French colonialists introduced coffee to Vietnam in the 19th century, but throwing a whole raw egg into an espresso shot, creating egg coffee, was a Vietnamese invention born of necessity at Hanoi’s Café Giang during the First Indochina War in the late 1940s, when milk was scarce and eggs were plentiful.

Egg yolk is beaten with sweetened condensed milk until it’s whipped into a rich, thick mixture that is then carefully poured atop black robusta coffee, the coffee species introduced by the French to Vietnam more than a century ago. Vietnam is now the leading exporter of this type of bean, which produces more bitter notes but has more caffeine, providing a good balance to the sweetness of the whipped yolk. While the basic combo of condensed milk and egg is the most traditional method of preparing cà phê trúng, it can also be made with a dash of vanilla or butter.

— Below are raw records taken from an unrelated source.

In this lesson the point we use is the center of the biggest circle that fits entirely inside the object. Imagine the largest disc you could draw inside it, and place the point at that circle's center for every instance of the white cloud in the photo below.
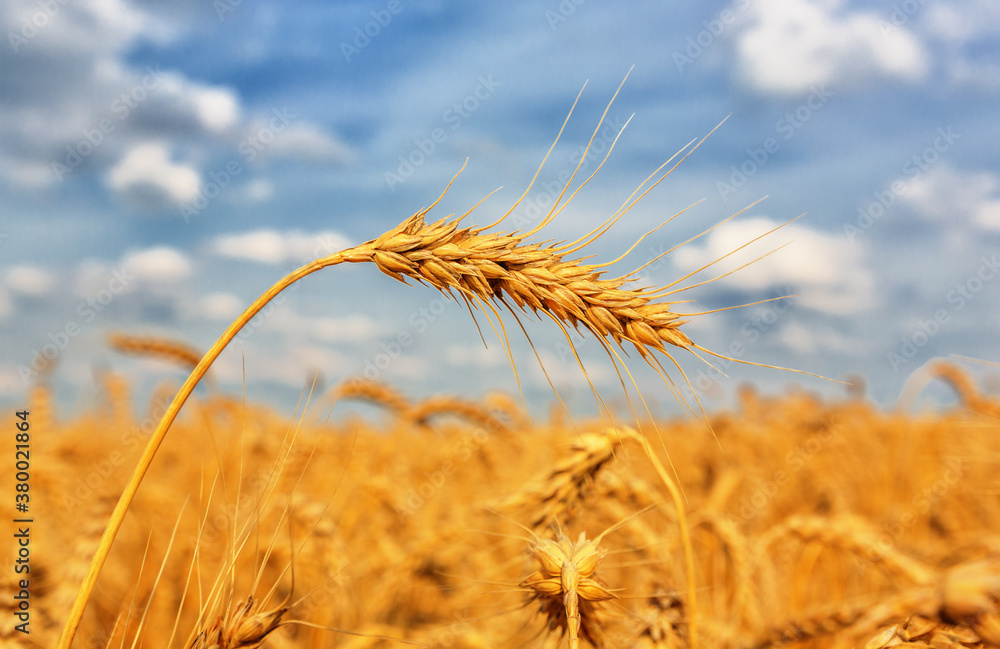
(810, 340)
(352, 328)
(947, 195)
(30, 280)
(258, 190)
(790, 45)
(273, 247)
(307, 142)
(221, 306)
(160, 264)
(218, 108)
(826, 270)
(147, 178)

TeaFix’s variation is available both hot and over ice. For the hot version, they first heat the cup and saucer, then they pour a dark, thick shot of espresso from robusta beans into an electric frother that whirs away until, because air is mixed in, its contents triple in size. At the same time, an organic yolk is whisked together with the sweetened condensed milk in another container until it becomes thick and custard-like. The coffee is poured into the cup, then the custard-like mixture of milk and egg, topped off with a sprinkling of cocoa powder. When it’s sipped at the perfect 45-degree angle, you first get a burst of cool, custardy sweetness followed by the hot, bitter espresso, a perfect calibration of flavors.

People can’t get enough of this sumptuous treat, which has been one of their top sellers since the place opened in late 2019, according to TeaFix owner Chi Nguyen. “They are always amazed at how different the taste is and that it’s so smooth and creamy, that it tastes like having coffee and dessert in one,” Nguyen says.